Crypto developer activity dropped 11% amid crypto collapse: Electric Capital

Open-source software developer activity in crypto peaked last June and fell 11% by Dec. 15, according to a new report from crypto venture firm Electric Capital.

The firm’s annual report argues assessing developer numbers and activity, an often overlooked metric for cryptocurrency projects, provides a leading indicator for where future value in crypto will be created.

From its November 2021 peak, crypto’s total market capitalization fell by 71% from $2.9 trillion to $860 billion by the end of the same period, according to Coinmarketcap and CoinGecko.

“Developers build killer applications that deliver value to end users, which attracts more customers, which then draws more developers,” Electric Capital said in its report.

Overall, the industry’s total number of monthly active developers rose 21% in 2022 to 23,343 from 18,416 the prior year, suggesting developer activity remained “sticky” relative to the plunge in digital asset prices. This report comes as crypto firms have already laid off an estimated 2,600 workers in January, according to Yahoo Finance’s tally.

The crypto ecosystem for the second-largest cryptocurrency, ether (ETH-USD), remains far and away the largest by developer activity, with 1,873 full-time developers.

Following Ethereum, Polkadot (752), Cosmos (511), Solana (383), and Bitcoin (300) round out cryptos 5 largest ecosystems by full-time developers.

With at least 200 full-time developers, Polygon (253), Kusama (250), NEAR (205), Cardano (163), and Tezos round out the top 10 largest ecosystems.

“We’re seeing the same thing this cycle that we saw in the last cycle [2017-2020],” Electric Capital partner Mari Shen told Yahoo Finance.

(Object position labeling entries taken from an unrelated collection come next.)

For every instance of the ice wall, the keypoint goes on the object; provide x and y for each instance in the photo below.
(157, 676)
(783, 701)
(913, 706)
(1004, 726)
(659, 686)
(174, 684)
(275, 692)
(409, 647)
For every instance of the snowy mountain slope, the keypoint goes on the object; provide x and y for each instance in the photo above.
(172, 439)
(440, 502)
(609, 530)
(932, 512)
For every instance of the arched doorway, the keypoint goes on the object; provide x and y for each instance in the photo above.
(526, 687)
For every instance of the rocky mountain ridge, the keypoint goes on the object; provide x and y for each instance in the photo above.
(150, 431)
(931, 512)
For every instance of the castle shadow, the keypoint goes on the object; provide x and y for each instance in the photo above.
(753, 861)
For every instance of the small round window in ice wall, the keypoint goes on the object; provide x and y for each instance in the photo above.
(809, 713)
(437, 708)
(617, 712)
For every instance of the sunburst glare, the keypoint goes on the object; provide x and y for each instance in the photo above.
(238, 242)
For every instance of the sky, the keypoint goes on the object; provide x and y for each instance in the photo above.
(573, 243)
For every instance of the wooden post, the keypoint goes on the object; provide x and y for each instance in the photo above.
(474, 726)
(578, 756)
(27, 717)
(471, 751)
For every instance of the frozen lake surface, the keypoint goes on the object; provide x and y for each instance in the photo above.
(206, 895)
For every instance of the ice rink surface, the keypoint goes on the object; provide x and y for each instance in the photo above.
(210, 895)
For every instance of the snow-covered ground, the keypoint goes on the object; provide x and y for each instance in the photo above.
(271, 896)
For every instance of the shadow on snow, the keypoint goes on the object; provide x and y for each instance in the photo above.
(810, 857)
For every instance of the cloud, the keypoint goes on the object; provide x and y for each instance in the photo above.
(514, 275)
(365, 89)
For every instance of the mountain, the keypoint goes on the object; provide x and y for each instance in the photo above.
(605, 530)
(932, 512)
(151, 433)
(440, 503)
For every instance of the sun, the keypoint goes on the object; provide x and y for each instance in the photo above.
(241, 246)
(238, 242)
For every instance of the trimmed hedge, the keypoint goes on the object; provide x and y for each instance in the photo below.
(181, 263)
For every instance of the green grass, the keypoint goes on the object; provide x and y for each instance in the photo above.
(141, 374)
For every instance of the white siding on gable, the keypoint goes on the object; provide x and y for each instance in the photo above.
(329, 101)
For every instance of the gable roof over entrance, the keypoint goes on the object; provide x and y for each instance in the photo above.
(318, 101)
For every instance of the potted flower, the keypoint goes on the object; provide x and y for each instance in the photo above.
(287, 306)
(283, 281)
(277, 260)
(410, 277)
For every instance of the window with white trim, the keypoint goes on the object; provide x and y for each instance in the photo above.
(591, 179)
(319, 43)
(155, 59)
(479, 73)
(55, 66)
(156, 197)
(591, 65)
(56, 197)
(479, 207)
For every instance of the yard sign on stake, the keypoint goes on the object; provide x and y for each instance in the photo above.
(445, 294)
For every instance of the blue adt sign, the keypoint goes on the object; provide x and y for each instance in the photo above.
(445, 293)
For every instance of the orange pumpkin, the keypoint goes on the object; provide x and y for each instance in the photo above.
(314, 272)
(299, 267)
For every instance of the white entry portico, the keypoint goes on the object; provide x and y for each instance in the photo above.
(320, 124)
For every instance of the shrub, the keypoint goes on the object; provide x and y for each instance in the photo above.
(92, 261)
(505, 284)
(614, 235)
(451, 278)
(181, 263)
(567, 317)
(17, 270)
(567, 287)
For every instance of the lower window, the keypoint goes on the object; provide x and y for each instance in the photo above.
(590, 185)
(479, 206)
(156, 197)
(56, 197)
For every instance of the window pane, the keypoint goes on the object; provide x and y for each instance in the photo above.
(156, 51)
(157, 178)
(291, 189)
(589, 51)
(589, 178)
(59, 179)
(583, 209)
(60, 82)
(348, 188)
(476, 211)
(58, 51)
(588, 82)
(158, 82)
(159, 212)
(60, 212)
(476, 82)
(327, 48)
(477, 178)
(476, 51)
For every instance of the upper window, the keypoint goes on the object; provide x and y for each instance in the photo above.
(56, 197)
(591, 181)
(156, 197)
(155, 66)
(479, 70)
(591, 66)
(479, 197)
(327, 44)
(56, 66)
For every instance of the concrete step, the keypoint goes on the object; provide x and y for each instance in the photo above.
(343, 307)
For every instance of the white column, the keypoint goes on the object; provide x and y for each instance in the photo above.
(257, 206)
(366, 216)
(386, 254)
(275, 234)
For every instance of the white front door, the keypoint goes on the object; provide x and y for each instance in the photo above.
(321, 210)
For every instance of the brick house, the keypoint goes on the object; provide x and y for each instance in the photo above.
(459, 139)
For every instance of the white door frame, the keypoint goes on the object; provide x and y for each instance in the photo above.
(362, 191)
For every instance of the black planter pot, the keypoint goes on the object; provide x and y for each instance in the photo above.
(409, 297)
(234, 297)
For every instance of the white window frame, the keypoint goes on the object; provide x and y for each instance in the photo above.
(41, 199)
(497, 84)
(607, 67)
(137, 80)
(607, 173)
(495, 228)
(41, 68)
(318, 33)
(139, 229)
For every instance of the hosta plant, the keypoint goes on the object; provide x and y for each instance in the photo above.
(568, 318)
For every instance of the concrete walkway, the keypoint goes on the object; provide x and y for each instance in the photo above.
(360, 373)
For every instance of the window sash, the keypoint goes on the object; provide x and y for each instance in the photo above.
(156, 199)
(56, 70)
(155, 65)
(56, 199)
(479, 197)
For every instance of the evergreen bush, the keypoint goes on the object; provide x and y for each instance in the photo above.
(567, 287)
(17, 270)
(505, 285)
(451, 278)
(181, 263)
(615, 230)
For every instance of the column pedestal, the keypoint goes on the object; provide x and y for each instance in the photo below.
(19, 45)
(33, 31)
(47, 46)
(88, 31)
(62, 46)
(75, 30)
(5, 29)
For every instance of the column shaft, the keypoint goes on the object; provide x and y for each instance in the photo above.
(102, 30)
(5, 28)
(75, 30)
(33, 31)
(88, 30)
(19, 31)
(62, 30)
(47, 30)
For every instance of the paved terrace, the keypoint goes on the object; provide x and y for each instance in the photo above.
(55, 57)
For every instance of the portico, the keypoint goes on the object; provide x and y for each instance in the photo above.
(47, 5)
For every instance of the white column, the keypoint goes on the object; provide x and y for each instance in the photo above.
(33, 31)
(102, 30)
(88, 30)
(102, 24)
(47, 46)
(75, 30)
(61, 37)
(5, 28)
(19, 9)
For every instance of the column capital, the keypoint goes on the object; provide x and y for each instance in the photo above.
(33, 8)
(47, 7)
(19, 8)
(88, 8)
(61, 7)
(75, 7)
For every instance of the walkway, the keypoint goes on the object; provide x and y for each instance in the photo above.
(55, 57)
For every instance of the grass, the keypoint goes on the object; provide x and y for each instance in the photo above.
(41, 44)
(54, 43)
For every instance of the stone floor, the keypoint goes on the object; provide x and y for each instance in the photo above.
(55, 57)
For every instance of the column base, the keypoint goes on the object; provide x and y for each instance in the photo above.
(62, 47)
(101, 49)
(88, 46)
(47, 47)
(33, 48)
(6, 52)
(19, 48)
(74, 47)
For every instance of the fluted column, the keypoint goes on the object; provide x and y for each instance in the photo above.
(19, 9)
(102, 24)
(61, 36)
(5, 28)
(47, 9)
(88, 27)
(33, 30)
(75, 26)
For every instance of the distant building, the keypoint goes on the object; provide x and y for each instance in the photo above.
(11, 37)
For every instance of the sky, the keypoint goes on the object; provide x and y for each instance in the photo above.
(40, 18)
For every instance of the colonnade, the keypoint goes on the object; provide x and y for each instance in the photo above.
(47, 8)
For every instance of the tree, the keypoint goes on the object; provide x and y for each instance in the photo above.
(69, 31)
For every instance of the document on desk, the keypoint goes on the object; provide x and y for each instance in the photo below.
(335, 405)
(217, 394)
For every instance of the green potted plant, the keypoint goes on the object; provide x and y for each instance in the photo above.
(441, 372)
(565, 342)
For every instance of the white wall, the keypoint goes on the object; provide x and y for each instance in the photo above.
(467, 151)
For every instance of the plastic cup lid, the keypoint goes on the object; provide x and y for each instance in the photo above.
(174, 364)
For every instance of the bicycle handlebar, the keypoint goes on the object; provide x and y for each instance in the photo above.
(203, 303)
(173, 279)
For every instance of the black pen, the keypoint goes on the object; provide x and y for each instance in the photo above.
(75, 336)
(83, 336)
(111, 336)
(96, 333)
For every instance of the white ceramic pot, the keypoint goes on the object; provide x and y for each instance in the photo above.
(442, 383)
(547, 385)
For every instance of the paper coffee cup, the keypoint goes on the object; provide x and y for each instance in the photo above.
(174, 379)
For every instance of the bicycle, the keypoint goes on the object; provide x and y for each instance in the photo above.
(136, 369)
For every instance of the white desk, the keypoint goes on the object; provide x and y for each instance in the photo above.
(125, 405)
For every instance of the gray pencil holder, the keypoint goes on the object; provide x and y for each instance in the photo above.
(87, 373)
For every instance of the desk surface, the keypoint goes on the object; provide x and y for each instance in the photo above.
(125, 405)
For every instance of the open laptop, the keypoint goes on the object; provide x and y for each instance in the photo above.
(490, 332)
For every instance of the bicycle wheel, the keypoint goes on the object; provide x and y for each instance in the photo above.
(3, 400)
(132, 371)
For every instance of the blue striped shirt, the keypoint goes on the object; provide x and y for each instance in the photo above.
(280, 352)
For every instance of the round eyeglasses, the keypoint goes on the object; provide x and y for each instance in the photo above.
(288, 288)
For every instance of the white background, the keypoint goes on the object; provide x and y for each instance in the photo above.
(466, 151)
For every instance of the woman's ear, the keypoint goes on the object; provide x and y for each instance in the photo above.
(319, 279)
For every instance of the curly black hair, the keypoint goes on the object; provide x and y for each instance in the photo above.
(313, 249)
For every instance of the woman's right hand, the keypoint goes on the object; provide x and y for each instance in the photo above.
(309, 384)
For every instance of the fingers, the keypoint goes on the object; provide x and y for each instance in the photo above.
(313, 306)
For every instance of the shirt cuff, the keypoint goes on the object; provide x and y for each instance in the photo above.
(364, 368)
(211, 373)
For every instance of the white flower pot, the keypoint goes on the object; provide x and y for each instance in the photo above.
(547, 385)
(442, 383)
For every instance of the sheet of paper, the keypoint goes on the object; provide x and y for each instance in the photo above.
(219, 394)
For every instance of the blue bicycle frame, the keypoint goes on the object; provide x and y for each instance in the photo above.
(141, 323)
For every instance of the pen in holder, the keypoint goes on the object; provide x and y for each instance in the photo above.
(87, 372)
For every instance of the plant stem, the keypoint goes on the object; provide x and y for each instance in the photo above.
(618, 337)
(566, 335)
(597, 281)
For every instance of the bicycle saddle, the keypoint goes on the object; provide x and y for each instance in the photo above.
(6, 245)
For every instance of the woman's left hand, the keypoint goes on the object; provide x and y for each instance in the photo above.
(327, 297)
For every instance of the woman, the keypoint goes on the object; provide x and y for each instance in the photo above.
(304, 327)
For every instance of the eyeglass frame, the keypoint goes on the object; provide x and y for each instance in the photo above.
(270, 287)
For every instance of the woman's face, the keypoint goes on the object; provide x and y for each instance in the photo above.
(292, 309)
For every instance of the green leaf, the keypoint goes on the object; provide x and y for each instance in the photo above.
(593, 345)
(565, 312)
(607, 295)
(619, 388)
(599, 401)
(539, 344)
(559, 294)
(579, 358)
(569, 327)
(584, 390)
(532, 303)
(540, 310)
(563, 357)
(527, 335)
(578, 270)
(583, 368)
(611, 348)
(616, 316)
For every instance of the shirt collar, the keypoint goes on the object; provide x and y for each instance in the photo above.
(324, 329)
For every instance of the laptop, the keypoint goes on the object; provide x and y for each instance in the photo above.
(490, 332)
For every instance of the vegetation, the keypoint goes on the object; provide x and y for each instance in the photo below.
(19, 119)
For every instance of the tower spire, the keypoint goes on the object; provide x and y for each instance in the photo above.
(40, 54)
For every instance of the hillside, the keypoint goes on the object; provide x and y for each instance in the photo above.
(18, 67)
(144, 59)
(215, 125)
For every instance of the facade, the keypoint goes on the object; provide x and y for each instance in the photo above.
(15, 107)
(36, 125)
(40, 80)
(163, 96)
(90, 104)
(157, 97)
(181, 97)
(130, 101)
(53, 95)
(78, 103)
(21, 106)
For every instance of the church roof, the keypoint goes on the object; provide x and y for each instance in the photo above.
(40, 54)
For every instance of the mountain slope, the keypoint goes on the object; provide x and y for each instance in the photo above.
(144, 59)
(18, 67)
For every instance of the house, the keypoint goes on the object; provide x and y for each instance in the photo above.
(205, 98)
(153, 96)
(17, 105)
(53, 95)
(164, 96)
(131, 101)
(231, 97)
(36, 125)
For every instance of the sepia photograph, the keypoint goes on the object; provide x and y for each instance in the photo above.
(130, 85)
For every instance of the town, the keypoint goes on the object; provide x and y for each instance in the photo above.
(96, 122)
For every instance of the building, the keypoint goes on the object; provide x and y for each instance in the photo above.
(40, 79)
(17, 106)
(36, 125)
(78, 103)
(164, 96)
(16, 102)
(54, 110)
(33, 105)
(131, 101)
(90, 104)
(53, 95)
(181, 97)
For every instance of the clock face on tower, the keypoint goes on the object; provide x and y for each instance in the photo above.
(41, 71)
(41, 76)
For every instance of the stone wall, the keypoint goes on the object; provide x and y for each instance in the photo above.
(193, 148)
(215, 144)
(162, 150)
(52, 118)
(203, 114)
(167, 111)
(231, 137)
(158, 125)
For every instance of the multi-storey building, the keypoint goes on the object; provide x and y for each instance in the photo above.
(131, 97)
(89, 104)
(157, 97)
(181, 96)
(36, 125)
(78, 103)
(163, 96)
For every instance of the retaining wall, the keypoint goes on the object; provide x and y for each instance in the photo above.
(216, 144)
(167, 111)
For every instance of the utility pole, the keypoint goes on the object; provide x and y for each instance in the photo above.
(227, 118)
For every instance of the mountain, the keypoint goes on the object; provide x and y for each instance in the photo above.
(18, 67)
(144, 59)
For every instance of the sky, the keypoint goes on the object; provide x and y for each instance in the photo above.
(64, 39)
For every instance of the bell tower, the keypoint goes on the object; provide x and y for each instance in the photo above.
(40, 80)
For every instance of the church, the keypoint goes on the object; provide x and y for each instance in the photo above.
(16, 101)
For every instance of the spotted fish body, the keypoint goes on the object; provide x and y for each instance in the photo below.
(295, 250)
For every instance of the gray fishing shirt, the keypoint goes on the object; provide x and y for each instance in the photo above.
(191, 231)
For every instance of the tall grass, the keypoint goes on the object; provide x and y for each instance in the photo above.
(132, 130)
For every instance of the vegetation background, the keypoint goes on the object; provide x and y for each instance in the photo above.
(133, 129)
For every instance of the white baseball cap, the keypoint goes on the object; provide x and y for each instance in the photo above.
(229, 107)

“Even when prices fall, developers do not proportionately respond,” Shen explained, suggesting that the feature makes developer trends in crypto ecosystems a less rate sensitive way to judge a crypto project’s health.

The venture firm analyzed 124 million “code commits,” or updates including additions, revisions, and other changes made during 2022 to crypto-specific open-source software. The study breaks out total developer activity into full-time, part-time, and volunteer workers with full-time serving as the strongest signal for how a crypto ecosystem’s developer community holds up during a bear market.

Notably, the findings are based only on crypto programming done on public projects, which doesn’t account for the ranks of software developers working on private projects for crypto firms. A spokesperson Binance, for example, told Yahoo Finance its total developer headcount is more than 2,100 engineers.

Zhao Changpeng, founder and chief executive officer of Binance speaks during an event in Athens, Greece, November 25, 2022. REUTERS/Costas Baltas

According to the report, 28% of all monthly active developers work on either Ethereum or Bitcoin as of Dec. 15, 2022.

Through last year, Ethereum’s developer community size continued to dominate other crypto ecosystems. Its 2.5 times larger than the next largest, Polkadot, due in part to hosting a larger number of decentralized finance (DeFi) applications and NFT projects, according to Shen.

Ethereum saw its full-time developers rise by 9% year over year to 1,873 from 1,712. Based on how its developer numbers hold up compared to the other 200 largest crypto ecosystems, the report also found Ethereum was better at retaining developers than any other ecosystem.

Bitcoin’s monthly active developers, in contrast, dropped 4% from 312 to 300.

“Ethereum and almost all other [crypto] ecosystems are more prone to [market] cycles and how prices change,” Shen said. “Even though its developer ecosystem isn’t growing, I would argue that [Bitcoin] is actually very healthy. I don’t think you need intense growth to sustain the bitcoin protocol.”

Overall, crypto’s total monthly developers has more than doubled from 10,893 since Electric Capital’s first developer report in August 2019.

As Shen explained, crypto as we know it today started fourteen years ago with one developer — bitcoin’s creator Satoshi Nakamoto — who essentially worked for free.

“It’s a very different industry. A lot of [developers] are frankly, true believers… It has this kind of ideology around it, which I think means when prices drop there’s still a reason to build these things,” Shen said.